# Club still active?



## AquaCamp (May 31, 2010)

Website shows last meeting was in January. Auto responder confirmed same thing.



> Date: Sunday, January 31, 2010
> 
> Time: 1:00 PM
> 
> ...


I was hoping to go to the next meeting, but it doesn't look very promising...

Anyone know of active aquarium plant clubs in North Texas?


----------



## fishyjoe24 (May 18, 2010)

I heard it dies down during the summer because of people going on vacations etc etc, then it picks up again in aug.


----------



## MacFan (Jul 30, 2006)

We're still around, but as fishyjoe24 said, meetings aren't always every month. Typically they are organized and advertised in the forum, I don't know who handles the auto-responder. There isn't really a lot of formality to it. If you'd like to have a meeting and none is pending, then pick a location (ideally your place, we like to see each others tanks), and advertise it here. People will come. Provide two weeks notice. Weekend afternoons are best. 

Michael


----------



## Tex Gal (Nov 1, 2007)

I think everyone has just been really really busy lately. I know I have. I've hardly even been on the forum. Nikolay is the president of the club. Maybe give him a pm or a call. Maybe he's just needing a little help....


----------



## fishyjoe24 (May 18, 2010)

Tex Gal said:


> I think everyone has just been really really busy lately. I know I have. I've hardly even been on the forum. Nikolay is the president of the club. Maybe give him a pm or a call. Maybe he's just needing a little help....

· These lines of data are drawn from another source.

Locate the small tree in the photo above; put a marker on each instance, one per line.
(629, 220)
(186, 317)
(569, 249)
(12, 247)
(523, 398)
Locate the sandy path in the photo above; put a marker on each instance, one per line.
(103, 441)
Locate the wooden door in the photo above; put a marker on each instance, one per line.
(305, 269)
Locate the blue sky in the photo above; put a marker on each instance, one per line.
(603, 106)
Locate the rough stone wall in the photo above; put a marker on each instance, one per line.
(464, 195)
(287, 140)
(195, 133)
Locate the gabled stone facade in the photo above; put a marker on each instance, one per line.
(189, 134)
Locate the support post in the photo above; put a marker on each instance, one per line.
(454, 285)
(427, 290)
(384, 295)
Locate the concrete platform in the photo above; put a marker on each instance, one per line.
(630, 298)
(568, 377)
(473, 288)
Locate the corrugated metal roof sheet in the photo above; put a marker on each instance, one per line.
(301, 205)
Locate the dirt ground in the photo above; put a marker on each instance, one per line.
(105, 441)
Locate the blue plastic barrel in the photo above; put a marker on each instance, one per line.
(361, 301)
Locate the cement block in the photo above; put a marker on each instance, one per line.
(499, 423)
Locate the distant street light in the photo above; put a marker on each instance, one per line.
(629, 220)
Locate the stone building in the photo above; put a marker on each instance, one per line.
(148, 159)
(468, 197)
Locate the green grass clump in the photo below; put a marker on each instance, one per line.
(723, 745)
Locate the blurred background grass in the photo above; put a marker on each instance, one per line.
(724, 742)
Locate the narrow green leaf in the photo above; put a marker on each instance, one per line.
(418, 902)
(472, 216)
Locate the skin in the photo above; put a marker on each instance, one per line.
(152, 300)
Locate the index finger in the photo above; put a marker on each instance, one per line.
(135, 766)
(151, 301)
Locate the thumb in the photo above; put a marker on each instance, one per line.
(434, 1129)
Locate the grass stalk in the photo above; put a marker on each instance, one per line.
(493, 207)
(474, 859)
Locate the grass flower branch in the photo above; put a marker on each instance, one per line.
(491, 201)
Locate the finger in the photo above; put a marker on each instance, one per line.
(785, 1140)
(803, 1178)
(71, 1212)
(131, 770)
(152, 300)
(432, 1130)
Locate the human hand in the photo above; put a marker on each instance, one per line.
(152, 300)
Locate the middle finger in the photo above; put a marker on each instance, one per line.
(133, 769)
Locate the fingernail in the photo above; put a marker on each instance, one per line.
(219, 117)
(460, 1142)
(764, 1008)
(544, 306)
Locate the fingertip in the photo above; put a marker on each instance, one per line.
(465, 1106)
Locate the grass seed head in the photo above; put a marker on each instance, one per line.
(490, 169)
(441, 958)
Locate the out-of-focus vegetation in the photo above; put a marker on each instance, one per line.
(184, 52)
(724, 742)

Thanks, speaking of nikolay is pedro(spelling?) his brother or is pedro just a friend?


----------



## Vivarium Concepts (Sep 6, 2006)

*I don't think Pedro is related to Nikolay.
*


----------



## kimcadmus (Nov 23, 2008)

Nikoand Pedro are just friends and run http://www.invertzfactory.com/ together


----------



## fishyjoe24 (May 18, 2010)

kimcadmus said:


> Nikoand Pedro are just friends and run http://www.invertzfactory.com/ together


HI Kim, Thanks. that is the answer I wanted, 2-3 years ago some one told me about invertzfactory and said niko and pedro where brothers.


----------